The code you posted is perfectly legal and should not cause a segfault - there is no need to malloc anything. Your problem must lie somewhere else - please post the smallest example of code that causes the problem.

Edit: You have now edited the code to have a totally different meaning. Still, the reason that "hello world" is not displayed is that the the output buffer has not been flushed. Try addinig

fflush( stdout );

after the printf.

Regarding locating the source of the problem you have a couple of choices:

• liberally sprinkle printfs through your code using the __FILE__ and __LINE__ C macros
• learn to use your debugger - if your platform supports core dumps, you can use the core image to find where the error is.

printf writes to stdout, which is buffered. Sometimes that buffer doesn't get flushed before your program crashes so you never see the output. Two ways to avoid this:

1. use fprintf( stderr, "error string" ); since stderr is not buffered.
2. add a call to fflush( stdout ); after the printf call.

As Neil and others have said, the code as written is fine. That is, until you start modifying the buffer that testChar points to.

The output is buffered by default, the segfault occurs before the output is actually written to stdout. Try:

fprintf(stderr, "hello, world\n");

(stderr is unbuffered by default.)

"As in, an easy/intuitive way to find the line of code that is a problem?"

Use gdb (or any other debugger).

To find where your program seg faults you compile it with -g option (to include debugging symbols) run your application from gdb, it will stop on seg fault.
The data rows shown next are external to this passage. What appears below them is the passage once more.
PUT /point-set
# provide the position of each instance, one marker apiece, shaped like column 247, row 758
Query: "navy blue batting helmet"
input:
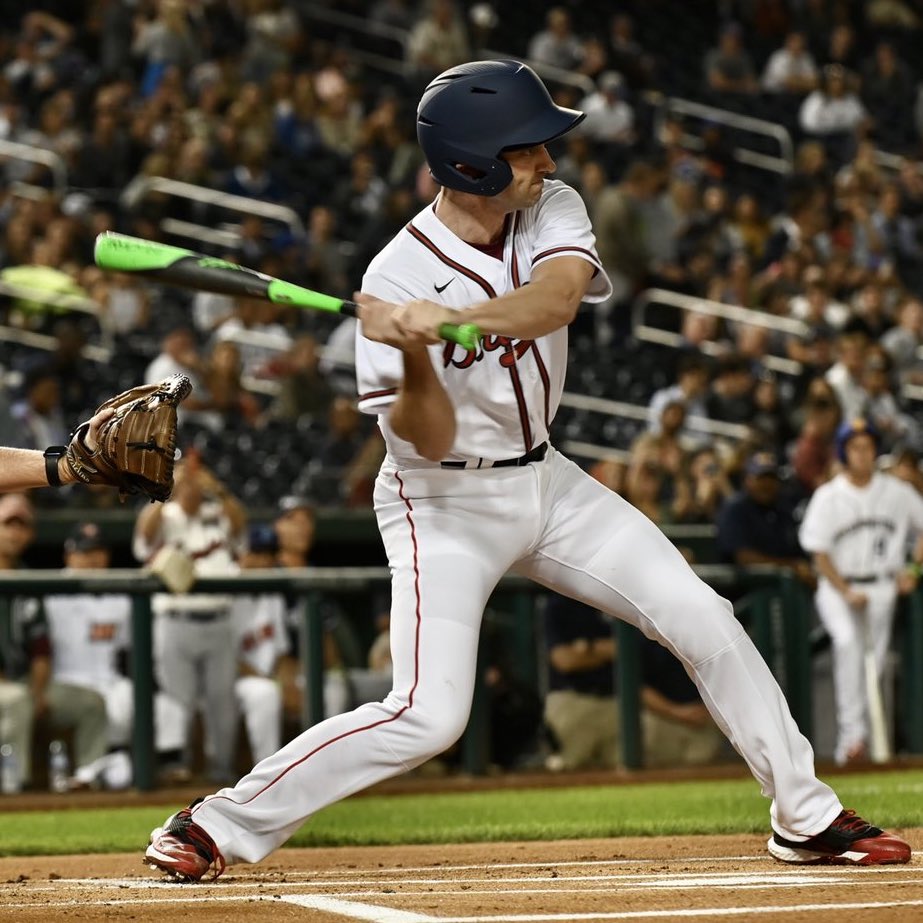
column 470, row 113
column 854, row 427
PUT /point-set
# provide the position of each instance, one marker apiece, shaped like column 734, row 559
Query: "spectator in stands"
column 165, row 41
column 834, row 114
column 846, row 374
column 690, row 390
column 667, row 446
column 704, row 487
column 676, row 728
column 626, row 55
column 273, row 37
column 791, row 69
column 580, row 707
column 728, row 67
column 881, row 407
column 256, row 330
column 39, row 412
column 341, row 446
column 179, row 354
column 730, row 394
column 757, row 524
column 438, row 41
column 358, row 199
column 556, row 45
column 650, row 488
column 887, row 92
column 26, row 659
column 815, row 306
column 812, row 454
column 90, row 639
column 303, row 390
column 748, row 227
column 224, row 389
column 609, row 118
column 904, row 339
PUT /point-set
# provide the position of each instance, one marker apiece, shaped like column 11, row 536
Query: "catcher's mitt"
column 136, row 445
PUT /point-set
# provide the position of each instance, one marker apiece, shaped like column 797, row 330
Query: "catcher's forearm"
column 23, row 469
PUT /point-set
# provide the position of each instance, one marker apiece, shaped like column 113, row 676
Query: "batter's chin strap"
column 52, row 455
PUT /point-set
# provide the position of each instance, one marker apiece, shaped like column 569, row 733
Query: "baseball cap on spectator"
column 16, row 506
column 761, row 463
column 87, row 536
column 262, row 538
column 611, row 80
column 294, row 502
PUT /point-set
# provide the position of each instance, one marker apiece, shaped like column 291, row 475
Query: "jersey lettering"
column 102, row 632
column 513, row 351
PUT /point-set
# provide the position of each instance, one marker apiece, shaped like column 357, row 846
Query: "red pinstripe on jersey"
column 453, row 264
column 540, row 256
column 374, row 724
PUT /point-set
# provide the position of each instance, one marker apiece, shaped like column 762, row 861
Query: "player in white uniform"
column 857, row 527
column 88, row 632
column 261, row 639
column 470, row 489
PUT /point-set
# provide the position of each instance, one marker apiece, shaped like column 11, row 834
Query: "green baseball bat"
column 176, row 266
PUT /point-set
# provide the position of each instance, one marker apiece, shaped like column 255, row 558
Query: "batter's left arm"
column 550, row 301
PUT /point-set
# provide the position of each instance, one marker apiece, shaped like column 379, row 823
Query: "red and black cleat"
column 849, row 840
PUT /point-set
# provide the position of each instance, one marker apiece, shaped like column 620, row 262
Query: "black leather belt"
column 536, row 454
column 188, row 616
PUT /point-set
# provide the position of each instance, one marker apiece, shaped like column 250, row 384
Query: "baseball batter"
column 857, row 527
column 471, row 488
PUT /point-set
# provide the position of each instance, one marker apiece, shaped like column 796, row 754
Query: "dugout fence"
column 774, row 606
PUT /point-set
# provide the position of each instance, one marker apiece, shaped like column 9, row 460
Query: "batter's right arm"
column 826, row 569
column 422, row 412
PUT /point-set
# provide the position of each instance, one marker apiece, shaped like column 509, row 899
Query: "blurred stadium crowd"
column 752, row 169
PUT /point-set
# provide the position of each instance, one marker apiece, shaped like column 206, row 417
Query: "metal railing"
column 14, row 150
column 142, row 186
column 100, row 354
column 782, row 164
column 623, row 409
column 735, row 313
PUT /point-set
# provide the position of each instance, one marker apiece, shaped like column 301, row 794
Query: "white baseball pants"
column 450, row 535
column 846, row 627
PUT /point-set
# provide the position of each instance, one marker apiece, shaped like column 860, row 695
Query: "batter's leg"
column 599, row 549
column 445, row 563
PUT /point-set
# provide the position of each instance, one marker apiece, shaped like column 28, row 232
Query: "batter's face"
column 530, row 166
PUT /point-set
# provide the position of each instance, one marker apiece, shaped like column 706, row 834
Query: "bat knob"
column 468, row 336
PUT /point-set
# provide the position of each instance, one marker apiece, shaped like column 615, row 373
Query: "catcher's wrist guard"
column 52, row 455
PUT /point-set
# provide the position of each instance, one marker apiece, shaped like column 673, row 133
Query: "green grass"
column 891, row 799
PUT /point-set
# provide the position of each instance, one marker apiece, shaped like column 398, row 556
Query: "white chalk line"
column 378, row 914
column 807, row 875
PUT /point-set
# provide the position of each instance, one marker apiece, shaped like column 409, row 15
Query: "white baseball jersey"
column 864, row 530
column 427, row 260
column 259, row 630
column 87, row 631
column 207, row 538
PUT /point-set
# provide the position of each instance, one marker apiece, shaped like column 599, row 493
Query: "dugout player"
column 857, row 526
column 470, row 488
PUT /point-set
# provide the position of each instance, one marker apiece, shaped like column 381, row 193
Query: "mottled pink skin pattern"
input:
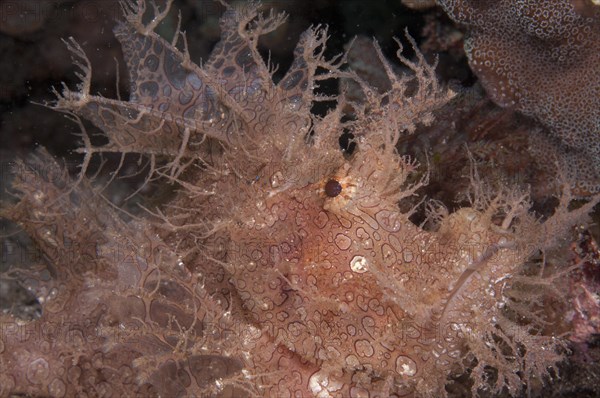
column 256, row 278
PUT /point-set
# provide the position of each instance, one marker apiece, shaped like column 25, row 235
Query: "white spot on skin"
column 320, row 384
column 359, row 264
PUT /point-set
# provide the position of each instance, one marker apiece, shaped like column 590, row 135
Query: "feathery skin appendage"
column 281, row 266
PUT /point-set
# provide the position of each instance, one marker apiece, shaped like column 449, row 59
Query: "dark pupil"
column 333, row 188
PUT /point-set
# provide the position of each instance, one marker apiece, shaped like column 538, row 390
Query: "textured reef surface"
column 281, row 263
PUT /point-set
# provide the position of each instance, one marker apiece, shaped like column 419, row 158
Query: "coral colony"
column 282, row 265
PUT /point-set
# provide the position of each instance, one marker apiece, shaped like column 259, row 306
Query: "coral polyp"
column 281, row 266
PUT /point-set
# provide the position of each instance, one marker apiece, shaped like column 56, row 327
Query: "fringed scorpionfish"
column 282, row 266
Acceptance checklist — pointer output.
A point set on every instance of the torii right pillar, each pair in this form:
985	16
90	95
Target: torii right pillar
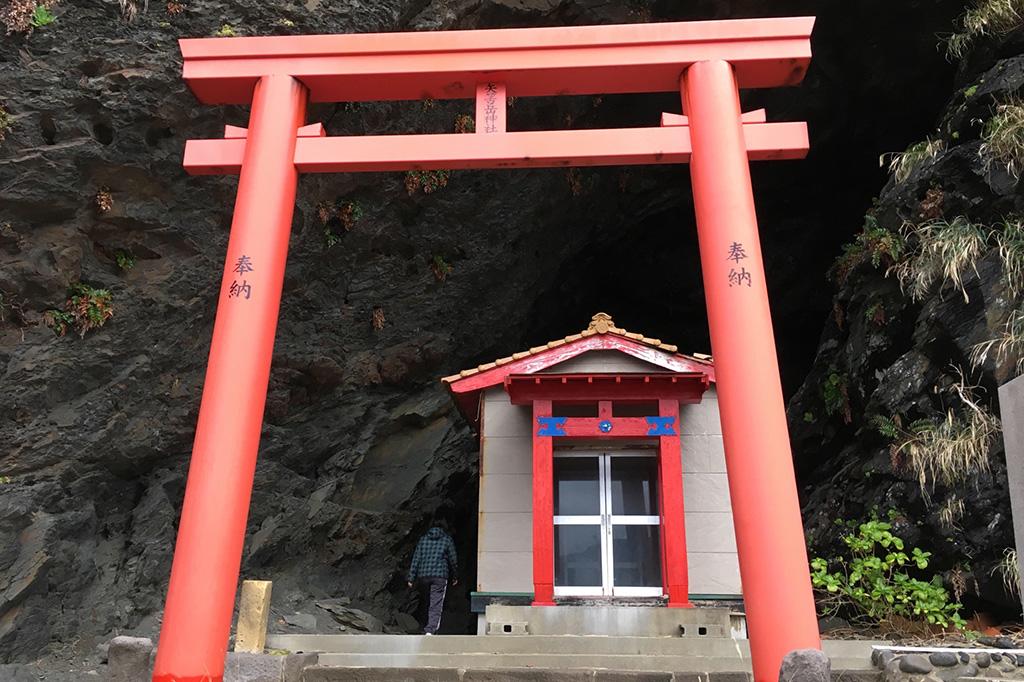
777	594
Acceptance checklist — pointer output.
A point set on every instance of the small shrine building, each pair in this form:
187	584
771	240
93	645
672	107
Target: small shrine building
602	474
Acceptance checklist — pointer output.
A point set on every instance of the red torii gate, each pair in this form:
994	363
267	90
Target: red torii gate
707	61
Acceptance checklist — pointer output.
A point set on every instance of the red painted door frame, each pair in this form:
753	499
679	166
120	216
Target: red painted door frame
707	61
675	581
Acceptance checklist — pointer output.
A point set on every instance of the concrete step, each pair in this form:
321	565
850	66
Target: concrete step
412	650
325	674
512	644
545	661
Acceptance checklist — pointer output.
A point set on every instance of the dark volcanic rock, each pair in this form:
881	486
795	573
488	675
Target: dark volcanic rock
915	664
360	445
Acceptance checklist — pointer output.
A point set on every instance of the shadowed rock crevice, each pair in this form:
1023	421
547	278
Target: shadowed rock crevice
360	446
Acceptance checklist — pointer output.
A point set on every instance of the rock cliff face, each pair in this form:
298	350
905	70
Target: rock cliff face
889	357
360	445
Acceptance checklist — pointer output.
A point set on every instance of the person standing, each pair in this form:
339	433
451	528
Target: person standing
433	563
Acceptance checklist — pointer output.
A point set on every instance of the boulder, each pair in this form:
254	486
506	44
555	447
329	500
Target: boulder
805	666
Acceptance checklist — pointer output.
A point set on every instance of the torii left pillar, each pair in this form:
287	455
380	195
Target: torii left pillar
208	553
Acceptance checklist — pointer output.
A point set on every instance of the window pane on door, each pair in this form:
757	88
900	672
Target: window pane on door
634	488
577	489
636	552
578	555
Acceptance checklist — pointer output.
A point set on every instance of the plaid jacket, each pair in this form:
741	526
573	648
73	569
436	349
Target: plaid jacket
434	556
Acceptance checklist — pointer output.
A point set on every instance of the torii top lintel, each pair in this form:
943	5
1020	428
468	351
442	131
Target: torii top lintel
449	65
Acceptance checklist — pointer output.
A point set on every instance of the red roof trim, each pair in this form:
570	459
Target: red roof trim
466	390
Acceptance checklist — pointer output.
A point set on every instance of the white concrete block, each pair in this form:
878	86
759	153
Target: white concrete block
506	531
506	455
504	419
506	493
714	573
702	454
699	419
505	571
707	493
710	531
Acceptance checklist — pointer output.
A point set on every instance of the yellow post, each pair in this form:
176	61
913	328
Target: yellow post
254	613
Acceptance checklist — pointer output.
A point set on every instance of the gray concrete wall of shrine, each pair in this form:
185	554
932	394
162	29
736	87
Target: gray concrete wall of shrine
505	543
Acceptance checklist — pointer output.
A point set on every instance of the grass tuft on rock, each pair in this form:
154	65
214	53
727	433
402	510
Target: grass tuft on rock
949	450
1009	343
903	164
1003	138
946	251
987	17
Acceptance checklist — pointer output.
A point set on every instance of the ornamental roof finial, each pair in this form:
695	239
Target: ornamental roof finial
601	323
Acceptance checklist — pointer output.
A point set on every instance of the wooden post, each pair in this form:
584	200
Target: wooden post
254	613
544	520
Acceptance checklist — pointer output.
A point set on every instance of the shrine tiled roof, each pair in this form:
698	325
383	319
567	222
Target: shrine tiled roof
600	324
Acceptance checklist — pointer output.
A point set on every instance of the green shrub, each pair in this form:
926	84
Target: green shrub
440	267
875	244
42	16
125	259
427	181
836	396
85	309
6	123
872	583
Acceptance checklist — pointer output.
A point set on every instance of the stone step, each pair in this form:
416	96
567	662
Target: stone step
452	644
519	674
660	663
850	654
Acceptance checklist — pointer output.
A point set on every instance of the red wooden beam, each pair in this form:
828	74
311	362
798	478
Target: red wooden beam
450	65
596	427
536	148
687	388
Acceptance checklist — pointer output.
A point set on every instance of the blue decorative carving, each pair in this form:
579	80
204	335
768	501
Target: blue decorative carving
662	425
551	426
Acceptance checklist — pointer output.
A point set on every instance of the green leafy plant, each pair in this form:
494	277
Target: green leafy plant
875	244
1010	569
125	259
440	267
987	17
6	123
427	181
876	313
887	426
25	15
903	164
85	309
873	582
349	213
836	396
42	16
1003	138
943	252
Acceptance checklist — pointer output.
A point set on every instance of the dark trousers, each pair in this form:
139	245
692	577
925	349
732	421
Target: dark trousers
435	589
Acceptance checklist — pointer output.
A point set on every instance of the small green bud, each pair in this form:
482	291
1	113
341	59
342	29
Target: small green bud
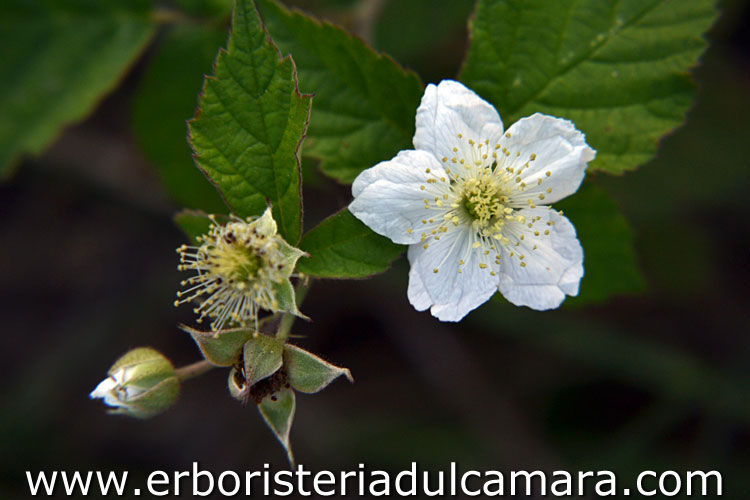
141	384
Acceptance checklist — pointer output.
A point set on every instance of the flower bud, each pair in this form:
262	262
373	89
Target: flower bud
141	384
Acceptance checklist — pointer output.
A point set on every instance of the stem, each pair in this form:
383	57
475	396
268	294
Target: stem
193	370
288	319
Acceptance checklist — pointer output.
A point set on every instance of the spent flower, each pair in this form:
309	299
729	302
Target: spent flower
241	267
472	202
142	383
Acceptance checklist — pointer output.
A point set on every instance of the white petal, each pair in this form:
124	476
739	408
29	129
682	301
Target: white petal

You can then look at backtrace with bt command to see at which point you got the seg fault.

example:

> gdb ./x
(gdb) r
Starting program: /proj/cpp/arr/x 
Program received signal EXC_BAD_ACCESS, Could not access memory.
Reason: KERN_PROTECTION_FAILURE at address: 0x00000000
0x000019a9 in willfail () at main.cpp:22
22          *a = 3;
(gdb) bt
#0  0x000019a9 in willfail () at main.cpp:22
#1  0x00001e32 in main () at main.cpp:49
(gdb) 

You have two problems. The first is that your (original) code won't segfault. It's perfectly valid to assign that string constant to a char pointer. But let's leave that aside for now and pretend you had put something there that would segfault.

Then it's usually a matter of buffers, the one in the C runtime library and the one in the OS itself. You need to flush them.

The easiest way to do that was (in UNIX, not entirely certain about the fsync in Linux but you should be guaranteed that this wil happen eventually unless the system itself goes down):

printf ("DEBUG point 72\n"); fflush (stdout); fsync (fileno (stdout));

I've done this often in UNIX and it ensures that the C runtime libraries are flushed to UNIX (fflush) and the UNIX buffers are sync'ed to disk (fsync), useful if stdout is not a terminal device or you're doing it for a different file handle.

void* test;

printf("hello world");
test[5] = 234;

Its likely that "hello world" is being buffered by the system somewhere and is not immediately printed to the screen. Its stored waiting for a chance for whatever process/thread/whatever is in charge of screen writing can have a chance to process it. And while its waiting (and possibly buffering other data to output) you're function is finishing. It comes over the illegal access and segfaults.